Lo que me atravesó en Camera Work no fue solo la calidad de las fotografías ni el privilegio de ver en gran formato imágenes que llevaba años observando en libros y reproducciones. Fue descubrir que seguían vivas. Que no perdían intensidad al pasar del papel impreso o la pantalla a la copia real. Al contrario. Crecían. Se volvían más hondas, más humanas, más difíciles de olvidar.

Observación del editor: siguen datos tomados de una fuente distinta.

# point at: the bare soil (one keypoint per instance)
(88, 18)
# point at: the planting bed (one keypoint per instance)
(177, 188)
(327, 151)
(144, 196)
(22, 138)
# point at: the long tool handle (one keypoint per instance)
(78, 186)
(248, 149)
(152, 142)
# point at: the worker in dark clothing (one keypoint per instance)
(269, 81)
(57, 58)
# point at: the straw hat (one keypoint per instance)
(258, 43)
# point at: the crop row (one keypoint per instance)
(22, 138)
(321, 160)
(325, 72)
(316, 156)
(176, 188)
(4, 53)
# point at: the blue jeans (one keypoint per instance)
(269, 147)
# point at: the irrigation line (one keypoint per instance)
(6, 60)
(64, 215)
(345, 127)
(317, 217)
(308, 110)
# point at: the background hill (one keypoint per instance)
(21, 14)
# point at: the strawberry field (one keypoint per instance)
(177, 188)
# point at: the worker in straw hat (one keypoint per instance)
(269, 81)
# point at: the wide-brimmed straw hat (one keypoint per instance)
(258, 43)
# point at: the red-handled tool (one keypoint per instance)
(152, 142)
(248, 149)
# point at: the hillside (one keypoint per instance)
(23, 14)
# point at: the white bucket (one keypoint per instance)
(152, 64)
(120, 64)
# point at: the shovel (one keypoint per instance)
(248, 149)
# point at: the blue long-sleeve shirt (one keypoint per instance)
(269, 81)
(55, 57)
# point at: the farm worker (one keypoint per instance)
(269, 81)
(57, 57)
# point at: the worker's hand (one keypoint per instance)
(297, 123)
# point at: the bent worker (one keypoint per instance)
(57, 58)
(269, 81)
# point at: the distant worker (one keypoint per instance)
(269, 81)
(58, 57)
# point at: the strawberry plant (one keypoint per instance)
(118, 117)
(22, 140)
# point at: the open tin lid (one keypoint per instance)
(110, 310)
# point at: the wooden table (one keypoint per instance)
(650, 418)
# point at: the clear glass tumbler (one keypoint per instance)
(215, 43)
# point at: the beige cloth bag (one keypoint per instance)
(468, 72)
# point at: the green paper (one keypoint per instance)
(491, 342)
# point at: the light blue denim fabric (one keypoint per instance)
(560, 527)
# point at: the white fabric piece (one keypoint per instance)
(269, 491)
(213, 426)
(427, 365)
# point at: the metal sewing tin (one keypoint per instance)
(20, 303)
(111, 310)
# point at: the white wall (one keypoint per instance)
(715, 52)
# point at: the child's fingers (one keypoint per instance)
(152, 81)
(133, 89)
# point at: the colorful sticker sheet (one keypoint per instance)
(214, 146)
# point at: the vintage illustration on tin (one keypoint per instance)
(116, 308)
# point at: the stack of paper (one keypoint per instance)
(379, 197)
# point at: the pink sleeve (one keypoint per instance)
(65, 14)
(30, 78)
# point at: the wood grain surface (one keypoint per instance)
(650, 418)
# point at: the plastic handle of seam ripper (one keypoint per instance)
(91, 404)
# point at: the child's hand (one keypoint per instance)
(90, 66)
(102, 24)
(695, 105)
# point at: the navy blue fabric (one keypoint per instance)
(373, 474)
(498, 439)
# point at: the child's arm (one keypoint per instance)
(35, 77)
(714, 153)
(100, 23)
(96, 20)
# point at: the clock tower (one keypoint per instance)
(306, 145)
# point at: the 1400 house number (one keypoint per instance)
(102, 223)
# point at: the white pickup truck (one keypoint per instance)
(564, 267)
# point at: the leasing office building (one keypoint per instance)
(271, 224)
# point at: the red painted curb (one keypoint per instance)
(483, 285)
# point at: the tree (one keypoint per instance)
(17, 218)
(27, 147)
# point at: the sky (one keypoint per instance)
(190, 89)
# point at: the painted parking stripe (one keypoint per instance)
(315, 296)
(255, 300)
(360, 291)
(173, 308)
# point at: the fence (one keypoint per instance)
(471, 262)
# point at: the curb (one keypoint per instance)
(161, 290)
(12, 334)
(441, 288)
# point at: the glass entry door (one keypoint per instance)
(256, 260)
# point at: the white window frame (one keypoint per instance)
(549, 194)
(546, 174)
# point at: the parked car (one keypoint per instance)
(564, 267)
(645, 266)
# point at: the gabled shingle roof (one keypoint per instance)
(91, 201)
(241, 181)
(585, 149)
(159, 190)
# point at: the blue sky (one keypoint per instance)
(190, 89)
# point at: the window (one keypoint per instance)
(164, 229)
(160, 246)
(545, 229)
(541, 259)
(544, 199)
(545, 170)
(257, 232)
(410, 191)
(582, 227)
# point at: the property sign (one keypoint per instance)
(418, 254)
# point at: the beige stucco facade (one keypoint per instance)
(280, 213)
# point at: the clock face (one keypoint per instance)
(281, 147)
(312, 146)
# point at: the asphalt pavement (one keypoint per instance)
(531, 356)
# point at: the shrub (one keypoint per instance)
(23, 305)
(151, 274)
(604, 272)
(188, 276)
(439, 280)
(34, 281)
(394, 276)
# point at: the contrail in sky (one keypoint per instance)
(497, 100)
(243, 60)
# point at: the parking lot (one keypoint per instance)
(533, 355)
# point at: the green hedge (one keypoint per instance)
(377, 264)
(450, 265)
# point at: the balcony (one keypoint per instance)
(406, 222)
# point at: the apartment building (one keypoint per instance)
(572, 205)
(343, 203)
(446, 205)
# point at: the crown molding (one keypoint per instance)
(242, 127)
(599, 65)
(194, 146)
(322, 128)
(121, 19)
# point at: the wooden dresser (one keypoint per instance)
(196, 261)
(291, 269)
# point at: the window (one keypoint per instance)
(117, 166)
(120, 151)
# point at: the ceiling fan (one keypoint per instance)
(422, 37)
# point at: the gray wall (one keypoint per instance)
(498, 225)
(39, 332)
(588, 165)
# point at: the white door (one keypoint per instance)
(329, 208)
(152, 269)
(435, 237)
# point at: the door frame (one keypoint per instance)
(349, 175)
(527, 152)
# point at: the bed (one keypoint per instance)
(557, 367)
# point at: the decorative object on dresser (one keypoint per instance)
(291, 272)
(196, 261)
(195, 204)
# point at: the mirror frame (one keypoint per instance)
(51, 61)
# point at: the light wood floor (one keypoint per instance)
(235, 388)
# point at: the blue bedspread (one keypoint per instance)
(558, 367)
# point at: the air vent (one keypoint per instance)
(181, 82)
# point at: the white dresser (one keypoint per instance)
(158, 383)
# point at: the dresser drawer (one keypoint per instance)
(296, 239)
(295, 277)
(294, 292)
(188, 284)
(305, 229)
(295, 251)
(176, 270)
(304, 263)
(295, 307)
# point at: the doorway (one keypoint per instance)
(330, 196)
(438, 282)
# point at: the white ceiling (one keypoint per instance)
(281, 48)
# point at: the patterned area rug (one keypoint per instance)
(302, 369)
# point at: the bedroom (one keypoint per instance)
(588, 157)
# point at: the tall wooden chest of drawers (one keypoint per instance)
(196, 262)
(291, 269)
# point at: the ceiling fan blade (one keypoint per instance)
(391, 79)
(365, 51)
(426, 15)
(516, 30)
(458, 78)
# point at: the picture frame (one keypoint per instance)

Con Lindbergh siempre me había ocurrido algo muy particular. Me interesaba en todos los niveles a la vez. Como fotógrafo, por supuesto, pero también como forma de estar en el mundo. Me atraía su manera de mirar, su rechazo del artificio vacío, su defensa de una belleza menos decorada y más verdadera. La moda, en sus mejores imágenes, parecía casi una excusa. Lo importante era la persona. La tensión entre vulnerabilidad y presencia. La posibilidad de que alguien se dejara ver de verdad delante de la cámara.
Eso era lo que más me impresionaba de él y lo que todavía hoy me sigue acompañando: esa capacidad para llegar a un lugar íntimo sin necesidad de dramatizarlo. Incluso en las grandes producciones, incluso con mujeres convertidas ya en iconos absolutos, había algo desnudo, directo, emocionalmente limpio. Como si la fotografía no tratara de fabricar una imagen perfecta, sino de esperar a que apareciera una verdad.
Y quizá por eso aquella visita fue tan importante. Porque no solo me conmovió como espectador. Me ordenó por dentro. Yo había empezado en 2005 con una galería de arte en Gijón, un espacio que nacía de una necesidad muy profunda de hacer algo que me llamaba intensamente en aquel momento. Pero al volver de Berlín entendí que ese espacio debía cambiar. Que tenía más sentido convertirlo en una fotogalería. Mi vida profesional estaba ya profundamente ligada a la imagen, y aquella visita a Camera Work me dio una claridad radical.
Nada más regresar, empecé a transformar el proyecto. No solo en el tipo de exposiciones, sino en la manera de presentarlas y comunicarlas. Los carteles, la gráfica, las listas de precios, la web, los dossieres, las invitaciones: todo subió de nivel porque por primera vez había visto de cerca un modelo que unía criterio, belleza y profesionalidad sin perder alma. Mi espacio en Gijón cambió después de Berlín. Y cambió, en buena medida, después de Lindbergh.